Heinrich legte seine Hand auf Cäciliens Mund und hielt den Schluss ihrer Rede zurück; dann begleiteten beide diesen Schwur im Angesicht des Kruzifixes mit einem reinen und keuschen Kusse, wie ihn Bruder und Schwester wechseln.

Am folgenden Tage traten Heinrich und Cäcilie in das Zimmer der Marquise; die jungen Leute verbargen sich nichts mehr über den Stand ihres Vermögens. Heinrich hatte zu wissen verlangt, was Cäcilien bleiben werde, damit die beiden Frauen, während seiner Abwesenheit die erforderlichen Anordnungen treffen könnten. Die Marquise, welche es verabscheute, sich mit Geschäften zu befassen, suchte sogleich die Frage Heinrichs und Cäciliens zu beseitigen; allein da beide sehr hartnäckig darauf bestanden, so ergriff sie ein Mittel, um sich aus dieser unangenehmen Lage zu ziehen, und dieses Mittel bestand darin, daß sie Cäcilien den Schlüssel zu dem Sekretär zustellte und ihr den Auftrag erteilte, selbst zu zählen.

In dem Sekretär lagen 8500 Francs, das war Alles, was von dem Vermögen der Marquise und der Baroness geblieben war.

Wenn man die Sachen etwas ökonomisch einrichtet, so konnte man ein und ein halb Jahr beiläufig davon leben, und Heinrichs Reise sollte ja nicht länger als sechs Monate währen. In dieser Hinsicht konnten also die jungen Leute ruhig sein.
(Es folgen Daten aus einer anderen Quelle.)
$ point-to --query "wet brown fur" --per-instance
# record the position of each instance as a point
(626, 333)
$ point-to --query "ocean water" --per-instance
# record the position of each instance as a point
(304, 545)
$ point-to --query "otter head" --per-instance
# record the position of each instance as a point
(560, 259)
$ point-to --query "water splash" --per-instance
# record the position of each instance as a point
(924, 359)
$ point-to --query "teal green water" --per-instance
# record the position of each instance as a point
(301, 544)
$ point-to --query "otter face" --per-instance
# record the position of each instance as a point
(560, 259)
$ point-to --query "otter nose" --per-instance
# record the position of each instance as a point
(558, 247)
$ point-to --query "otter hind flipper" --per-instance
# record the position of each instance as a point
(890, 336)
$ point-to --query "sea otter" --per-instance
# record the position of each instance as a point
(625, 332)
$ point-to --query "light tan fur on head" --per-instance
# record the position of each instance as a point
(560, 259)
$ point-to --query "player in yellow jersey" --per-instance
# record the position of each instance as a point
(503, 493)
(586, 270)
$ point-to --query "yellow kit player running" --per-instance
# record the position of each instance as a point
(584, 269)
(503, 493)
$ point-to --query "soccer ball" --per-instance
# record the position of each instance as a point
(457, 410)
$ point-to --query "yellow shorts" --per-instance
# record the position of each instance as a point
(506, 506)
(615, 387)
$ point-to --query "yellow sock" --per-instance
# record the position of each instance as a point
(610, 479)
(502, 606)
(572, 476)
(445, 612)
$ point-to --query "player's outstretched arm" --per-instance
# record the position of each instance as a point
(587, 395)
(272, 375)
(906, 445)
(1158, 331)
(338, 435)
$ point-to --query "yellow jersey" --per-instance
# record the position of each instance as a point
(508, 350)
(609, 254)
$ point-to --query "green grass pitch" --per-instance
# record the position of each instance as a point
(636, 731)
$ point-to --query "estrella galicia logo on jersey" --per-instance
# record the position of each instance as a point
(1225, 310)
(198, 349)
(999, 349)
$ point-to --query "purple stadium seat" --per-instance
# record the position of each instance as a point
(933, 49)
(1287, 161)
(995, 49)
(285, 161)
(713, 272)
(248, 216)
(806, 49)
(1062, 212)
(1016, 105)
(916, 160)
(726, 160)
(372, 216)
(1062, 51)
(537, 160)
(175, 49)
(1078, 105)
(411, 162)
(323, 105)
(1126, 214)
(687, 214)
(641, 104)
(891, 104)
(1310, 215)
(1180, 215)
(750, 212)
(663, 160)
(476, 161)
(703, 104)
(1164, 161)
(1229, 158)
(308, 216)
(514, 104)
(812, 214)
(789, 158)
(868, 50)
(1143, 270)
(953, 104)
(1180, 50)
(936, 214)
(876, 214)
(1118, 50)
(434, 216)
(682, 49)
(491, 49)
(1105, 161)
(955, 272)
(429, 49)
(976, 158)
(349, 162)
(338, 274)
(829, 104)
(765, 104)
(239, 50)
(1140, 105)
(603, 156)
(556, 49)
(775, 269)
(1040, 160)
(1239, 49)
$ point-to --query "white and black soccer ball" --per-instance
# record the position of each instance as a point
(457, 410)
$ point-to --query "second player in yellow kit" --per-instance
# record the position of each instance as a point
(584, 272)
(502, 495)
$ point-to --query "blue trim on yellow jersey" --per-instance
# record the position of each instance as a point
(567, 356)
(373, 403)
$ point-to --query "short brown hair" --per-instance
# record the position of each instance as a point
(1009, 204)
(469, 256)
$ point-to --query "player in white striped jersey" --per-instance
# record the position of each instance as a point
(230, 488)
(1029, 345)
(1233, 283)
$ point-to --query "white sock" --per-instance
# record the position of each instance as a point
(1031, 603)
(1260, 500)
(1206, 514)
Indessen erteilte Heinrich einen Rat, welchen sowohl die Klugheit, als feine Liebe vorschrieb, er riet Cäcilien und der Marquise statt in dem Gasthause zu bleiben, in welchem sie abgestiegen waren, ein kleines eingerichtetes Quartier zu mieten, welches sie viel weniger kosten würde. Indem er diese Maßregel, zu welcher es doch eines Tages kommen müsste, ausführte, so lange er in Paris war, lernte Heinrich doch wenigstens das Zimmer kennen, welches Cäcilie bewohnen würde, und er konnte während seiner langen Abwesenheit mit den Augen der Erinnerung ihr in dieses Zimmer zu jeder Stunde des Tags und der Nacht folgen. Dies war wohl ein minder wichtiger Grund, der in den Augen der Marquise geltend gemacht werden konnte, welche von einer solchen Zärtlichkeit des Herzens nichts wusste; man stützte sich hauptsächlich auf die durch die Ökonomie gebotene Notwendigkeit, und sie leistete endlich Folge.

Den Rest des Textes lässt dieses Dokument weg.